Los investigadores reunidos en Toronto tratan de saber por qué algunos infectados suprimen la replicación del VIH

Actualizado 16/08/2006 15:44:14 CET

((Esta noticia está embargada hasta las 19:00 horas))

MADRID, 16 (EUROPA PRESS)

El consorcio internacional y multi-institucional de investigadores reunido en la XVI Conferencia Internacional de Sida celebrada en Toronto estos días trata de descubrir por qué algunos infectados por el VIH son capaces, de forma natural, de suprimir la replicación del virus. El 'Elite Controller Collaborative Study', el primer estudio a escala mundial más grande realizado con personas infectadas por el VIH, busca factores genéticos que expliquen cómo algunos individuos tienen la capacidad de controlar el virus sin necesidad de tratamiento, algunas veces durante 25 años después de la infección.

"Si pudiéramos descubrir cómo estos individuos pueden coexistir con el virus sin dañar su sistema inmunológico y pudiéramos encontrar una forma de reproducir esta habilidad en otras personas, tendríamos una receta para poner fin a la epidemia del VIH", señaló el director de Partners AIDS Research Center (PARC) del Hospital General de Massachusetts y el organizador principal del estudio, Bruce Walker.

La mayoría de la gente infectada por VIH no puede controlar la réplica del virus únicamente a través de su sistema inmunológico.
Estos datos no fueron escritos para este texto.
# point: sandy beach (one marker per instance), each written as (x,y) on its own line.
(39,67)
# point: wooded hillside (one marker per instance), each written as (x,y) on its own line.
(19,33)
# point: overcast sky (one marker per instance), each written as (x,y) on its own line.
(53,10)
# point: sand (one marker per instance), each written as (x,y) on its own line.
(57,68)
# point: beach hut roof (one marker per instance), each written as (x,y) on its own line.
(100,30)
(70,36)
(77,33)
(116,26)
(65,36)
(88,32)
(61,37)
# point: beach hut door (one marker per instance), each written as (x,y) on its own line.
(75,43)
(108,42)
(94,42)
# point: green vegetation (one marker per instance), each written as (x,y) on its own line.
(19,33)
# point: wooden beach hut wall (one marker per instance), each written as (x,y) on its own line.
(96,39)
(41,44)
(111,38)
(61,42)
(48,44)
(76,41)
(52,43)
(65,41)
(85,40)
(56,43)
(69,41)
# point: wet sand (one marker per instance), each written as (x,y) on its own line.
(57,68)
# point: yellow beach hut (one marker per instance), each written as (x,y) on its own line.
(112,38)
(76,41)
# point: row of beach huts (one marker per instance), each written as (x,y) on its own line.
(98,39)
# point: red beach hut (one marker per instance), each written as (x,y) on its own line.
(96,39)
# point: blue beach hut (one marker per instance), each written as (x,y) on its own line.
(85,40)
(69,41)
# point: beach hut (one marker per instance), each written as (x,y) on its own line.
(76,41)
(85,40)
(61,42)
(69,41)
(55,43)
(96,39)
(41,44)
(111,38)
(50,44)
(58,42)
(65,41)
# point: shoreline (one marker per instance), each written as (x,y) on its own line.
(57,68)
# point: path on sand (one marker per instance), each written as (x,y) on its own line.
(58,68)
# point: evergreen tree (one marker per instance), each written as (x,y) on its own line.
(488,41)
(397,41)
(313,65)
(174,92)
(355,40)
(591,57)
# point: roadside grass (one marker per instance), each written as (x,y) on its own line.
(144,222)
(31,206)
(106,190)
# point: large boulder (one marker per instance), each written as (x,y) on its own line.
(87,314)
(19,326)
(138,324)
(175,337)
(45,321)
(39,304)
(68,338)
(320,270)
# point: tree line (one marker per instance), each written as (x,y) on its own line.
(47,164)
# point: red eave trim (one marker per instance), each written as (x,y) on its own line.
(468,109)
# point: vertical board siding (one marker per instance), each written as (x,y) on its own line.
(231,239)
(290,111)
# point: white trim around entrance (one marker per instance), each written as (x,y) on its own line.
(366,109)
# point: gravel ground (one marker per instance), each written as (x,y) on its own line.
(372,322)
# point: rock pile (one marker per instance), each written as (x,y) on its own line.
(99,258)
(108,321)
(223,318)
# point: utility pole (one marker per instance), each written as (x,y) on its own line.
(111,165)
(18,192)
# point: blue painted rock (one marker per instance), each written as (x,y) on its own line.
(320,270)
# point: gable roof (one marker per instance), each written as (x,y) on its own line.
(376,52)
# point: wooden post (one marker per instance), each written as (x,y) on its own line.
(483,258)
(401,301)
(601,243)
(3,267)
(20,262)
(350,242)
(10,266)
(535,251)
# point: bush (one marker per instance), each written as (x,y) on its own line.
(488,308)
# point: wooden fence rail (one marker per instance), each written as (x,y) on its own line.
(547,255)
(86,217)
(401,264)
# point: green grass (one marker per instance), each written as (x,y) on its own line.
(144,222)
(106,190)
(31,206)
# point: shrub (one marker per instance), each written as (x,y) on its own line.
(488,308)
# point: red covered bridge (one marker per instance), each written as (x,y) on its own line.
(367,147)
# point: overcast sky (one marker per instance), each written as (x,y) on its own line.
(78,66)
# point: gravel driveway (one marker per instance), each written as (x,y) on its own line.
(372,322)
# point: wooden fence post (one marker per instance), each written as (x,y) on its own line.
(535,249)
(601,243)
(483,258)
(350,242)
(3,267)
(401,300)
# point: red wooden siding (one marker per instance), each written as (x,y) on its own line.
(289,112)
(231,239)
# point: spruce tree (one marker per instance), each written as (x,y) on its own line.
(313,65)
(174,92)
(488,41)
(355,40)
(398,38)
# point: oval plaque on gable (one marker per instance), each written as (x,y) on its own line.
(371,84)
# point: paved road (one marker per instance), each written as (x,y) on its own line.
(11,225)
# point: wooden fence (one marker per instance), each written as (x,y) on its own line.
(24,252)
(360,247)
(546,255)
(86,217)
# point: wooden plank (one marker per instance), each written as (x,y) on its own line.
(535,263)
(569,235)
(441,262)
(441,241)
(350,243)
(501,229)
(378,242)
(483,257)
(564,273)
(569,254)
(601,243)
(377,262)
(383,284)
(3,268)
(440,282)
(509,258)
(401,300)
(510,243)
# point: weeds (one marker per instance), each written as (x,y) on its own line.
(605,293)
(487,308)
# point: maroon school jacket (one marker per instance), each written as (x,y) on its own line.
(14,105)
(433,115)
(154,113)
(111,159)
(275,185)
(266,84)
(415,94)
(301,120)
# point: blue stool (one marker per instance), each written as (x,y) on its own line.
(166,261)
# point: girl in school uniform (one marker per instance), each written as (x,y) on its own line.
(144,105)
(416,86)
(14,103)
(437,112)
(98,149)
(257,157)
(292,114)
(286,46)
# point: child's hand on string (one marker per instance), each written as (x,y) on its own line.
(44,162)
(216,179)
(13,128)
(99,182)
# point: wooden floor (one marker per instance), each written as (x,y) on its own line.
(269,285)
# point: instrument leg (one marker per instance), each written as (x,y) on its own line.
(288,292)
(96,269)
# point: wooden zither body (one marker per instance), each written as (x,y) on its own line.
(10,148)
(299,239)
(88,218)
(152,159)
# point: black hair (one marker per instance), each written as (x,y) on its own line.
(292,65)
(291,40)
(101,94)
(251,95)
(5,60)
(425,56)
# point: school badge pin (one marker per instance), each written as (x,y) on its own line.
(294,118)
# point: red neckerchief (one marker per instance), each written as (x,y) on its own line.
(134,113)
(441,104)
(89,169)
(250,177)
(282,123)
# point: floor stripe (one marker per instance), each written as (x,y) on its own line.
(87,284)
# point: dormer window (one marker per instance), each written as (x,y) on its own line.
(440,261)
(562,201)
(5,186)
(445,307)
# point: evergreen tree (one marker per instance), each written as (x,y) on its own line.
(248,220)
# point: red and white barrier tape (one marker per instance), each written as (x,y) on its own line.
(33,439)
A menos que se utilicen medicamentos antivirales, el virus continúa reproduciéndose hasta que sobrecarga las células CD4 T, suprime la respuesta inmunológica y esto conlleva a la aparición del sida. A principios de los años 90, se reconoció a esta pequeña minoría, que puede ser identificada poco después de ser diagnosticada. No obstante, existe un grupo aún menor que contiene cargas virales muy bajas y que no pueden ser detectadas.

"El principal objetivo del 'Elite Controller Collaborative Study' es identificar el mecanismo que explique el control de la réplica del virus en ambos grupos", apuntó la coordinadora principal del equipo investigador de PARC, Florencia Pereyra. "Queremos utilizar lo que sabemos para desarrollar una vacuna de primera generación, que quizá no cure o prevenga la infección, pero pueda suprimir los niveles virales con éxito". Pereyra subrayó la importancia de trabajar con colaboradores de todo el mundo para recluir un gran número de participantes y se pueda determinar qué es lo que ocurre en sus cuerpos.

"Esperamos obtener resultados de al menos mil individuos con el fin de definir los factores genéticos asociados con este hecho extraordinario", añadió. Los participantes en el estudio, con edades entre los 18 y los 75 años, pueden ser todos aquellos que hayan mantenido cargas virales alrededor de las 2.000 copias sin haber tomado medicación contra el VIH.